Il passa le reste de la journée à regarder la garde du sud ravager des demeures où les femmes pleuraient et suppliaient. Il ne savait qui il méprisait le plus, de ceux qui ordonnaient pareilles brutalités, de ceux qui les exécutaient, ou de l’ancien directeur, qui n’avait qu’à paraître pour les faire cesser. Il s’aperçut en fin de compte que c’était lui-même qui remportait la palme de son propre dégoût, parce qu’il n’avait rien à faire là, qu’il n’appartenait pas à cet univers de répression, et qu’il n’avait pas consacré zèle et assiduité à traquer le crime, tout au long de ces années, pour en arriver là.
Dès qu’il put se libérer, il courut chez lui et fut presque surpris de trouver la maison en ordre et ses habitants en bonne santé. Ses enfants jouaient gaiement dans la cour et cela lui fit honte. Ses épouses virent qu’il n’allait pas bien. Même les brochettes d’agneau des steppes à la mode ouïgoure échouèrent à le dérider.

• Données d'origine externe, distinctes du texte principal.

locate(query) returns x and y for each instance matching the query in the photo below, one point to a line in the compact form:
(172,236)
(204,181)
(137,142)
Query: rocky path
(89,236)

Il retourna à la caserne du Sud, le lendemain, en hésitant à donner sa démission. Pareille attitude signifierait la perte de tous ses avantages, logement de fonction, titres, rang… Il serait chassé de l’administration et ne retrouverait jamais d’emploi à sa mesure. Il n’aurait plus qu’à investir ses compétences dans une quelconque activité commerciale qui jetterait sur son nom l’opprobre attaché à la classe des marchands, la plus décriée de l’échelle sociale chinoise.

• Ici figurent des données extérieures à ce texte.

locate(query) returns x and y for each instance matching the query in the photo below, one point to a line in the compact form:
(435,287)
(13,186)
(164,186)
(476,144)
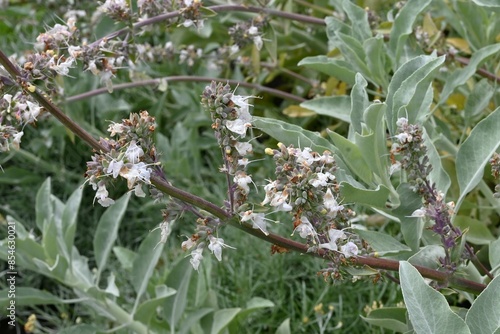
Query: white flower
(242,180)
(322,179)
(187,244)
(17,139)
(257,41)
(196,257)
(216,245)
(93,68)
(8,98)
(402,122)
(244,106)
(395,167)
(280,201)
(404,137)
(61,68)
(305,228)
(419,213)
(327,158)
(115,167)
(331,204)
(238,126)
(243,148)
(114,5)
(257,219)
(139,171)
(306,156)
(253,30)
(165,231)
(270,190)
(334,236)
(138,190)
(349,249)
(234,49)
(102,195)
(115,128)
(134,152)
(243,162)
(32,113)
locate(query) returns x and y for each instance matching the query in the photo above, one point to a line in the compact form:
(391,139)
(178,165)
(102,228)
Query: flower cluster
(306,187)
(204,237)
(411,149)
(129,156)
(190,11)
(495,171)
(118,10)
(244,33)
(231,119)
(15,112)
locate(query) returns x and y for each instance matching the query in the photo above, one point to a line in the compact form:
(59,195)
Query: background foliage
(432,61)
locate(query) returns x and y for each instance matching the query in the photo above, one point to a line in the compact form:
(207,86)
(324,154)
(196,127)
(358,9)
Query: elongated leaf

Une surprise l’attendait. Zhang Jiawu avait réceptionné un pli du censorat. Le lendemain même de ces horribles perquisitions, Ti recevait l’ordre d’y mettre fin. Son clerc avait comme lui trop d’expérience pour se méprendre sur la signification de ce contrordre :
— Les catastrophes ne cesseront plus ! Les dieux nous ont tourné le dos ! Ce service est maudit !
Ti était d’accord sur ce point depuis l’instant où il avait mis les pieds dans ce décor miteux. Il n’y avait qu’une seule interprétation possible : malgré les efforts de la garde du sud, le fugitif avait quitté la ville, et la Cour le savait.
Il avait par ailleurs remarqué qu’on ne prenait pas la peine de pourchasser un à un le millier de détenus libérés en même temps que Nian Changbao. Le directeur félon représentait donc un gibier qui en éclipsait tout autre.
Un mois passa ainsi. La nervosité de la Cour était presque palpable. Il semblait que le ciel dût s’ouvrir en deux un jour prochain pour mettre enfin un terme à cette attente insupportable.